One of the difficult pieces in using the cv_regsem function is that the penalty has to be calibrated for each particular problem. In running this code, I first tested the default, but this was too small given that there were some parameters > 0.4. After plotting this initial run, I saw that some parameters weren't penalized enough, therefore, I increased the penalty jump to 0.05 and with 30 different values this tested a model (at a high penalty) that had all estimates as zero. In some cases it isn't necessary to test a sequence of penalties that would set "large" parameters to zero, as either the model could fail to converge then, or there is not uncertainty about those parameters inclusion.

```{r,results='hide'}
reg.out <- cv_regsem(lav.out,n.lambda=30,type="lasso",jump=0.04,
                     pars_pen=c("c1","c2","c3","c4","c5","c6","c7","c8"))
```

In specifying this model, we use the parameter labels to tell *cv_regsem* which of the parameters to penalize. Equivalently, we could have used the *extractMatrices* function to identify which parameters to penalize.

```{r,eval=FALSE}
# not run
extractMatrices(lav.out)["A"]
```

Additionally, we can specify which parameters are penalized by type: "regressions", "loadings", or both c("regressions","loadings"). Note though that this penalizes *all* parameters of this type. If you desire to penalize a subset of parameters, use either the parameter name or number format for pars_pen.

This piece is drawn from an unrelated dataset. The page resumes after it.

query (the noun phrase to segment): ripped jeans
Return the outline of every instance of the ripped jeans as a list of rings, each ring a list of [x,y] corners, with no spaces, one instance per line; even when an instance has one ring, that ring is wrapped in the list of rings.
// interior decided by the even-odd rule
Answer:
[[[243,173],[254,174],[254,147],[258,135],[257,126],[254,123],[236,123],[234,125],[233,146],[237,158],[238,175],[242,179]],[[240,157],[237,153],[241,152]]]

Next, we can get a summary of the models tested.

```{r}
summary(reg.out)
```

## Plot the parameter trajectories

```{r,fig.width=5,fig.height=5}

plot(reg.out)
```

Here we can see that we used a large enough penalty to set all parameter estimates to zero. However, the best fitting model came early on, when only a couple parameters were zero. 

regsem defaults to using the BIC to choose a final model. This shows up in the *final_pars* object as well as the lines in the plot. This can be changed with the *metric* argument.

Understand better what went on with the fit

```{r}
head(reg.out$fits,10)
```

One thing to check is the "conv" column. This refers to convergence, with 0 meaning the model converged. 

And see what the best fitting parameter estimates are. 

```{r}
reg.out$final_pars[1:13] # don't show variances/covariances
```

In this final model, we set the regression paths for x2,x3, x4, and x5 to zero. We make a mistake for x1, but we also correctly identify x6, x7, and x8 as true paths .Maximum likelihood estimation with lavaan had p-values > 0.05 for the parameters simulated as zero, but also did not identify the true path of 0.2 as significant (< 0.05).